The Committee on National and International Concerns has recommended the 77th General Convention adopt a resolution urging the church to lobby the government to support immigration privileges for same-gender spouses and will review a proposal to open the ordination process to transsexuals.
On 4 July 2012, the committee recommended adoption of the resolution brought by lay deputy Sara Lawton of California which urges: "enactment of legislation to permit same-gender legal domestic partners and spouses of United States citizens and lawful permanent residents to seek lawful permanent resident status in the same manner as different-gender spouses of citizens and lawful permanent residents.
The resolution goes on to ask “dioceses and congregations to pray for, support, and advocate for the immigrants, refugees, and strangers in their communities, including lesbian and gay families facing unwanted moves, deportation or being split apart due to unequal treatment of same-gender couples under federal immigration law.”
Ms. Lawton is also the sponsor of a second resolution that calls upon the church to welcome transvestites and transgendered persons into the ordination process.
Resolution D02, which will be reviewed by the Commission on Ministry on 5 July 2012, asks Convention to amend TitleIII.1.2 by adding the phrase “gender identity and expression” to the non-discrimination canon.

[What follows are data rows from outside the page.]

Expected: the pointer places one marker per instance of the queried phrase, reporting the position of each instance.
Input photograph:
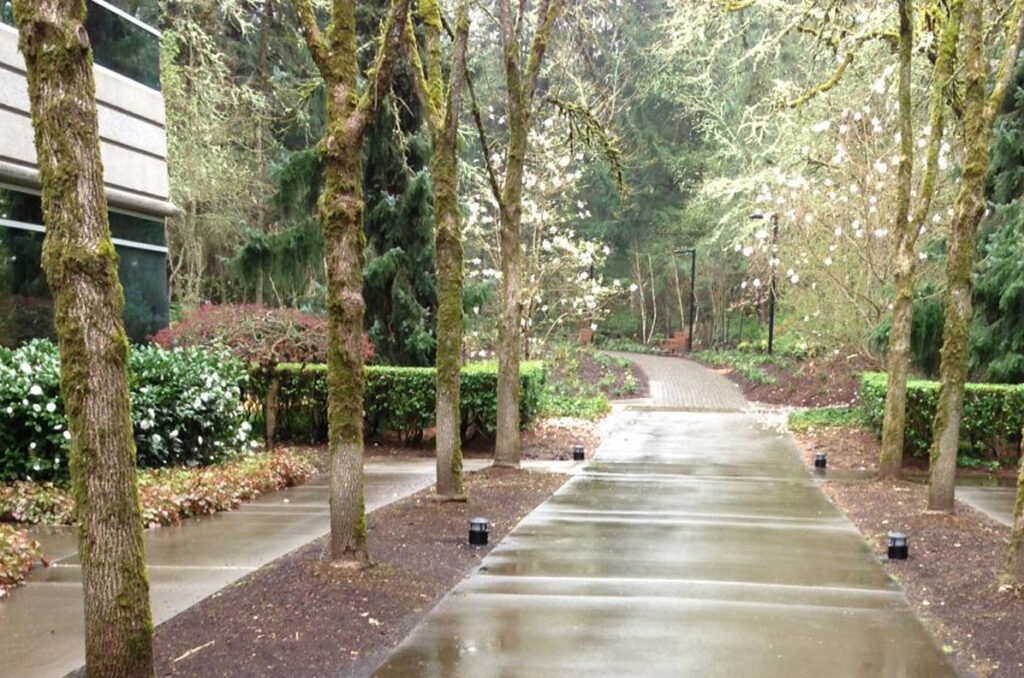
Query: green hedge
(186, 409)
(397, 399)
(990, 427)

If adopted, the new canon would read: “No person shall be denied access to the discernment process for any ministry, lay or ordained, in this Church because of race, color, ethnic origin, national origin, sex, marital status, sexual orientation, gender identity and expression, disabilities or age, except as otherwise provided by these Canons. No right to licensing, ordination, or election is hereby established.”
For a resolution to be adopted, it must be passed by both Houses of the General Convention, Bishops and Deputies.
On 12 March 2012 the Union-Democrat reported that the Episcopal Diocese of San Joaquin ordained its first transgender deacon, the Rev. Carolyn Woodall.
An attorney with the Tuolumne County Public Defender’s Office, Ms. Woodall serves at St. Mary’s Episcopal Church in Jamestown, Calif. The former Clifford Lawson Woodall underwent a sex change operation in 2005. While Woodall started training for the deaconate in 1993, she returned to full time study in 2008 after the Diocese of San Joaquin left the Episcopal Church and a new Episcopal diocese was organized. "I felt it was safe to come home to my church,” she said.